3.11 Add a picture to a map

Argument images.url allows users to add their own pictures to a map, using url. In this part I will use two histograms on the most numerous nationalities in Moscow and St. Petersburg, based on data from the last Russian Census:

Lets create a dataframe

df <- data.frame(lang = c("Russian", "Russian"),
                 lat  = c(55.75, 59.95),
                 long = c(37.616667, 30.3),
# I use here URL shortener by Google
                 urls = c("https://goo.gl/5OUv1E",
                          "https://goo.gl/UWmvDw"))
map.feature(languages = df$lang,
            latitude = df$lat,
            longitude = df$long,
            image.url = df$urls)

Users can change the size of the pictures.

df <- data.frame(lang = c("Russian", "Russian"),
                 lat  = c(55.75, 59.95),
                 long = c(37.616667, 30.3),
# I use here URL shorter by Google
                 urls = c("https://goo.gl/5OUv1E",
                          "https://goo.gl/UWmvDw"))
map.feature(languages = df$lang,
            latitude = df$lat,
            longitude = df$long,
            image.url = df$urls,
            image.width = 200,
            image.height = 200)

It can be moved from the actual point:

df <- data.frame(lang = c("Russian", "Russian"),
                 lat  = c(55.75, 59.95),
                 long = c(37.616667, 30.3),
# I use here URL shorter by Google
                 urls = c("https://goo.gl/5OUv1E",
                          "https://goo.gl/UWmvDw"))
map.feature(languages = df$lang,
            latitude = df$lat,
            longitude = df$long,
            image.url = df$urls,
            image.width = 150,
            image.height = 150,
            image.X.shift = 10,
            image.Y.shift = 0)

Using this argument users can plot their own markers, any chart connected to a point or even their own legend.
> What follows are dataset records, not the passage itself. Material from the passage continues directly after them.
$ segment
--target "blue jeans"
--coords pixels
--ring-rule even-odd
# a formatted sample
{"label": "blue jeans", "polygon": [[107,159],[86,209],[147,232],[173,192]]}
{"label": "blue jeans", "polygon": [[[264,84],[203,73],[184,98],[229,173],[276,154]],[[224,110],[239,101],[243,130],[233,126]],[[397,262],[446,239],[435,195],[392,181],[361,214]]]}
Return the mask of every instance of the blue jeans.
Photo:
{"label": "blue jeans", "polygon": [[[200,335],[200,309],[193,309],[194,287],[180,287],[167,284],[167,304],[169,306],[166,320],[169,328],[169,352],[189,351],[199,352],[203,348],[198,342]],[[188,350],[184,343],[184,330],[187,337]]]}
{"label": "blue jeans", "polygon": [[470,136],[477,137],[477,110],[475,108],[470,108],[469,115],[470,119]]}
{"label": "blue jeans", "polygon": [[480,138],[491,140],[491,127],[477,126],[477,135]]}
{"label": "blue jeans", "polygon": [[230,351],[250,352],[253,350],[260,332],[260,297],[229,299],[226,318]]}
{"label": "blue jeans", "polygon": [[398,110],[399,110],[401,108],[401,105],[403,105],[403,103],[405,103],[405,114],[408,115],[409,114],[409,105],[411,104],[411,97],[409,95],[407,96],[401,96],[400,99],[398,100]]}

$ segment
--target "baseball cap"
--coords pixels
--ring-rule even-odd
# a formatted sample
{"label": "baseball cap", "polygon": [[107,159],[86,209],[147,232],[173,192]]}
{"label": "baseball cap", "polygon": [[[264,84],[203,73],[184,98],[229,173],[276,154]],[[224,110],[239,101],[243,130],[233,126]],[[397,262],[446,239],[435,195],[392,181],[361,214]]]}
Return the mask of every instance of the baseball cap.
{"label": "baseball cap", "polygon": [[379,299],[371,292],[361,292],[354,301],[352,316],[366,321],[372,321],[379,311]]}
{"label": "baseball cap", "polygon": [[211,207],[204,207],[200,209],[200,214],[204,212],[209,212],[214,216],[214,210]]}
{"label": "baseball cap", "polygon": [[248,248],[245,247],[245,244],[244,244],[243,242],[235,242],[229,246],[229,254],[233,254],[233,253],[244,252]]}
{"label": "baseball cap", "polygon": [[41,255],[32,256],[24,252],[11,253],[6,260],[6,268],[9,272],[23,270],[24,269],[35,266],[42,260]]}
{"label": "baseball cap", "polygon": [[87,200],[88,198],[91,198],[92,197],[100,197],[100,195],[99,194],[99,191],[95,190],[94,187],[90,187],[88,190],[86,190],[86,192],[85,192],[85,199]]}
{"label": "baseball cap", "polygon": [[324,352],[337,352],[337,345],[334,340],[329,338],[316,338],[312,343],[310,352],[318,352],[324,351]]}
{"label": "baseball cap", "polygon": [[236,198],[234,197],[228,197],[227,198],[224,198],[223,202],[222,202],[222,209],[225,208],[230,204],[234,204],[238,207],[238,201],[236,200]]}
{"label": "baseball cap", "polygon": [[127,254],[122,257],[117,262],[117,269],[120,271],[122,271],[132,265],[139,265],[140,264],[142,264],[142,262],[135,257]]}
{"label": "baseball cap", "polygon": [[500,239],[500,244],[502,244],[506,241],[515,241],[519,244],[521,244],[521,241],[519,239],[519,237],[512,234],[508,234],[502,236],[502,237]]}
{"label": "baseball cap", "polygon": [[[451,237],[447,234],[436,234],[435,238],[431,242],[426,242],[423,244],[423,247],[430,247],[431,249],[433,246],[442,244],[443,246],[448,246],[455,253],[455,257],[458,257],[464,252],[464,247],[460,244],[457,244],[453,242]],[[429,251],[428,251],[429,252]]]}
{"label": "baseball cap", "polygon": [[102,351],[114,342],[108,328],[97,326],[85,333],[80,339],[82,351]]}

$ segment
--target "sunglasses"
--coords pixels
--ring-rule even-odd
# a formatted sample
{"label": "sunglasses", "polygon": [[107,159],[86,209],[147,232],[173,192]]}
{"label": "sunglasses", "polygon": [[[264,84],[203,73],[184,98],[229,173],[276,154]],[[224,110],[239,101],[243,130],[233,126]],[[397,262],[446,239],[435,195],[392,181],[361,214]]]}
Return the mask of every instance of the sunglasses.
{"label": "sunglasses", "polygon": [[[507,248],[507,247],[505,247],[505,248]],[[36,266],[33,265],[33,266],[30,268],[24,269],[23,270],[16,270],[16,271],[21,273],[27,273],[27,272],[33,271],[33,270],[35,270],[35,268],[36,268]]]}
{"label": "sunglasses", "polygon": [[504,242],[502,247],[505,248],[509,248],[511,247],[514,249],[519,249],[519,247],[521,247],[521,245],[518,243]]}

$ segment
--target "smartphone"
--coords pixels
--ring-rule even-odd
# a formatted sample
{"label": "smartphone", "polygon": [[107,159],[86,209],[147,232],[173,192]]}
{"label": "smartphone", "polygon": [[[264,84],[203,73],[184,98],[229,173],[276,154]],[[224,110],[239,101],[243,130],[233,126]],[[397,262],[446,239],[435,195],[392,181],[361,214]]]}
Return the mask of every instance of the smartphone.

It is important to know that by using transparent .png files, the user can plot additional legend text on the map.

4. Citing lingtyplogy

It is realy important to cite R and R packages when you use them. For this purpose use citation R function:

citation("lingtypology")
## 
## Moroz G (2017). _lingtypology: Linguistic Typology and Mapping_.
## <URL: http://CRAN.R-project.org/package=lingtypology>.
## 
## A BibTeX entry for LaTeX users is
## 
##   @Manual{,
##     title = {lingtypology: Linguistic Typology and Mapping},
##     author = {George Moroz},
##     year = {2017},
##     url = {http://CRAN.R-project.org/package=lingtypology},
##   }